To summarize this flow: the game’s ROM contains a list of initial object data for each level (“ROM OAM”). The game reserves a section of WRAM (“Global OAM”) to hold the current state of each object in the current phase of the current level. When the game loads a phase, it reads the ROM OAM to initialize the objects in Global OAM; Global OAM changes as each object moves around or changes state. Finally, if an object should be visible on the screen, the game loads its sprite data into OAM. The GBA’s video processor reads OAM and draws the requested sprites on the screen.
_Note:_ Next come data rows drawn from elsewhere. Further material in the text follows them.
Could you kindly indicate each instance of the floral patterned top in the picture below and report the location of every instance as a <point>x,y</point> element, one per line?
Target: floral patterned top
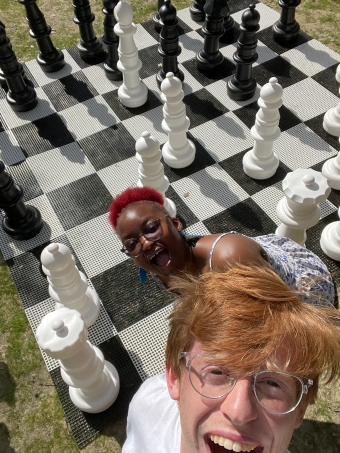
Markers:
<point>298,267</point>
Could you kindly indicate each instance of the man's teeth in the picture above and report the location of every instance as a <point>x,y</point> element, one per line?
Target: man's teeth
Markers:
<point>231,445</point>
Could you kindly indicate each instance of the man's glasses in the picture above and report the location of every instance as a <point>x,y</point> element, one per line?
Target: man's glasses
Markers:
<point>153,231</point>
<point>278,393</point>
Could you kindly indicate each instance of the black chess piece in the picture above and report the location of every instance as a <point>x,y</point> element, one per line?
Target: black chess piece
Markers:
<point>210,58</point>
<point>111,40</point>
<point>196,10</point>
<point>156,17</point>
<point>20,96</point>
<point>20,222</point>
<point>50,58</point>
<point>242,86</point>
<point>89,47</point>
<point>168,48</point>
<point>286,29</point>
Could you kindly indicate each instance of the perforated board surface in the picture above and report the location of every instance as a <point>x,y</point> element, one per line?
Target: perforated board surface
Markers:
<point>75,151</point>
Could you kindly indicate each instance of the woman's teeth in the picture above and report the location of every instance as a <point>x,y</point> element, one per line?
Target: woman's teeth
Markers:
<point>231,445</point>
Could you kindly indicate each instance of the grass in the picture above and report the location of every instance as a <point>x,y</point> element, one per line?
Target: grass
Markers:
<point>31,416</point>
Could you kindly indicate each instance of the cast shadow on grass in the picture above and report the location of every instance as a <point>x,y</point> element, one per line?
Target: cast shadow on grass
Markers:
<point>316,436</point>
<point>5,440</point>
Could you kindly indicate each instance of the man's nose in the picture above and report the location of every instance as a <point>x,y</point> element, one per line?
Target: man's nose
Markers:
<point>240,405</point>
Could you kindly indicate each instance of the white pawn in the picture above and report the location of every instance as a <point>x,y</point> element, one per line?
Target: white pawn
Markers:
<point>67,285</point>
<point>132,93</point>
<point>299,209</point>
<point>330,240</point>
<point>93,382</point>
<point>331,120</point>
<point>178,151</point>
<point>151,170</point>
<point>261,162</point>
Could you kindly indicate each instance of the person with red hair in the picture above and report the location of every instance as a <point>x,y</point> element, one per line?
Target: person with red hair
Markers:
<point>157,244</point>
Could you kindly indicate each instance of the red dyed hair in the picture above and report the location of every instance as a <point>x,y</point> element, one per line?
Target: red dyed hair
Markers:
<point>129,196</point>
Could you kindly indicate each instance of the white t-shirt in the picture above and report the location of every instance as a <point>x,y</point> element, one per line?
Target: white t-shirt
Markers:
<point>153,423</point>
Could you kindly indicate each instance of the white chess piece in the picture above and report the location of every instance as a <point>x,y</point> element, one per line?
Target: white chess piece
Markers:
<point>132,93</point>
<point>178,151</point>
<point>67,285</point>
<point>330,240</point>
<point>299,209</point>
<point>151,170</point>
<point>331,120</point>
<point>261,162</point>
<point>93,382</point>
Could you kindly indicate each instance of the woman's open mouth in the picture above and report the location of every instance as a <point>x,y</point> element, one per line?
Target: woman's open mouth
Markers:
<point>161,258</point>
<point>219,444</point>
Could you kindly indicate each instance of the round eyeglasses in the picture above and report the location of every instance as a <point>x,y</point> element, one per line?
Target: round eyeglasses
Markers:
<point>278,392</point>
<point>153,231</point>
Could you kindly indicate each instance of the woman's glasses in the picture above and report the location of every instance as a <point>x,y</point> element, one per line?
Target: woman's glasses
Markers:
<point>153,231</point>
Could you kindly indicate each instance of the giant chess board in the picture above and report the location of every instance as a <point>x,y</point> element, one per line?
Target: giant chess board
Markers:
<point>76,150</point>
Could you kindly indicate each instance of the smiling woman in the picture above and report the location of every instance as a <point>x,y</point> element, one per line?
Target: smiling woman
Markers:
<point>157,244</point>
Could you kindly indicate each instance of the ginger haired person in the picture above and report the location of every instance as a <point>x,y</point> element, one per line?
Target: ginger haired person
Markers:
<point>155,241</point>
<point>244,359</point>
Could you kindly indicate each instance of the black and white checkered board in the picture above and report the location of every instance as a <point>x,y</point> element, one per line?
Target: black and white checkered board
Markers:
<point>76,150</point>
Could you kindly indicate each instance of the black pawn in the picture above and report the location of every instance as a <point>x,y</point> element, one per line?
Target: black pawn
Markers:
<point>20,222</point>
<point>210,58</point>
<point>168,48</point>
<point>196,10</point>
<point>20,96</point>
<point>156,17</point>
<point>50,58</point>
<point>89,47</point>
<point>111,40</point>
<point>286,29</point>
<point>242,85</point>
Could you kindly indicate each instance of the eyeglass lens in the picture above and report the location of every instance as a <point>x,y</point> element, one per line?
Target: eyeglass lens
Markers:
<point>153,231</point>
<point>276,392</point>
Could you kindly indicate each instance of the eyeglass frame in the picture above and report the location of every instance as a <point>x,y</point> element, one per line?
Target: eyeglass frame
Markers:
<point>124,250</point>
<point>304,386</point>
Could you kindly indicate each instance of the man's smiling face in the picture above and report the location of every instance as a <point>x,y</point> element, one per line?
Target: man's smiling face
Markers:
<point>235,422</point>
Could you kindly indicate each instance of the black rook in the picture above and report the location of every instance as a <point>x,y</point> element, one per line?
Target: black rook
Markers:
<point>49,58</point>
<point>168,43</point>
<point>242,85</point>
<point>20,222</point>
<point>111,40</point>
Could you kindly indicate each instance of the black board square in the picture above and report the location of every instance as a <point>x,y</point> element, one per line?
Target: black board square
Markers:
<point>151,61</point>
<point>245,217</point>
<point>42,135</point>
<point>316,125</point>
<point>202,106</point>
<point>126,300</point>
<point>247,114</point>
<point>202,160</point>
<point>69,91</point>
<point>224,70</point>
<point>80,201</point>
<point>85,426</point>
<point>233,165</point>
<point>109,146</point>
<point>123,112</point>
<point>266,36</point>
<point>278,67</point>
<point>326,78</point>
<point>24,177</point>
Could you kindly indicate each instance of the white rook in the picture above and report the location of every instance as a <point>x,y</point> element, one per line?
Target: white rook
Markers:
<point>178,151</point>
<point>330,239</point>
<point>67,285</point>
<point>93,382</point>
<point>304,189</point>
<point>261,162</point>
<point>132,93</point>
<point>151,170</point>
What data does the ROM OAM store? All of the initial positions for each object, one for each different phase, besides what type that object is. It also stores some other information, like for example: if the monster is a Moo, should it start walking to the left or to the right; if the monster is a Flying Moo, how long he can fly.
How did I discover that? Again, just by altering the bytes and seeing how it behaves in the game! It’s very fun to do that, by the way.
The diagram below illustrates what I managed to map out.
Okay. We found the ROM OAM for the first level! And where will it be for the second level? Could it be further down? That’s a very easy hunch to test!
And when I went down, after many sequences of 00
’s, I found a section with several bytes very similar to the ones before! And changing some of these bytes… yeah! It really is the ROM OAM for the second level! And doing that again, I found the one for the third level!!
Cool, now that we understand how this is architected in the ROM, we let’s draw them in the level! For that, we need to modify our JS code to be able to read this byte structure.
Notice that reading the OAM will be very different from reading the tilemap. While for the tilemap we only needed to go through a vector and start painting the pixels, in the case of OAM we need to map different bytes for an object in JS. To facilitate this new task, we should look for a JS package in NPM. At first I thought of using a library called qunpack, since it seemed to me to be easier, as it’s very similar to Perl’s unpack, with which I was familiar.
const [
xFirstPosition, yFirstPosition, xSecondPosition, ySecondPosition,
xThirdPosition, yThirdPosition, xFourthPosition, yFourthPosition,
xFifthPosition, yFifthPosition, kind,
] = qunpack.unpack('v2 x4 v2 x4 v2 x4 v2 x4 v2 x5 c', bytes);
However, hey, this code is kind of weird for anyone who hasn’t memorized what the heck is each of these letters followed by a number: v2 x4 v2 x4 v2 x4 v2 x5 c
! Happily we’re not programming in Perl, so let’s look for something which is more semantic in the JS universe!
Investigating further, I found this fantastic library by substack: binary. With this, we managed to have much more semantic JS code:
const {
xPhase1, yPhase1, xPhase2, yPhase2,
xPhase3, yPhase3, xPhase4, yPhase4,
xPhase5, yStage5, kind,
} =
binary.parse(memory)
.word16lu('xPhase1')
.word16lu('yPhase1')
.skip(4)
.word16lu('xPhase2')
.word16lu('yPhase2')
.skip(4)
.word16lu('xPhase3')
.word16lu('yPhase3')
.skip(4)
.word16lu('xPhase4')
.word16lu('yPhase4')
.skip(4)
.word16lu('xPhase5')
.word16lu('yPhase5')
.skip(5)
.word8lu('kind')
.vars
Nice, and having it draw after checking if a pixel has an object will wo… oops! Hmm… It didn’t work… There’s still something missing… Oh! Check it out: the scale of the objects isn’t the same as that of the tiles! They’re in a scale 8x smaller, which could be useful to have finer adjustment of exactly where each object should be. Therefore, let’s multiply the x and y by 8…
Yeah! It worked!! Now, besides drawing our tilemap, we’re drawing the level objects! Now our POC is worthy!
You can view the source code in my gist.
As you saw, extracting the OAM was extremely simple, once we gained the knowhow from our experience extracting the tilemap. Besides that, we were lucky that the OAM data for each level isn’t compressed, which made it much easier when we read the data.
This same knowhow for how to extract the tilemap and the objects can be abstracted and used to obtain other level data, such as the portals between the phases of the level, as well as Klonoa’s initial position in each level. I won’t go into those in these posts, since it would be very repetitive, and we have other, more fun things to discuss.
After all, in the next post we’ll start talking about something very different! Now that we have a more complete POC, we’ll start to code our real project, beginning with drawing the tilemap in the browser! Starting with the next post we’ll talk less about how to do reverse engineering and more about how to apply what we’ve obtained to be useful in our fun personal project, a map editor webapp for Klonoa’s Gameboy Advance game!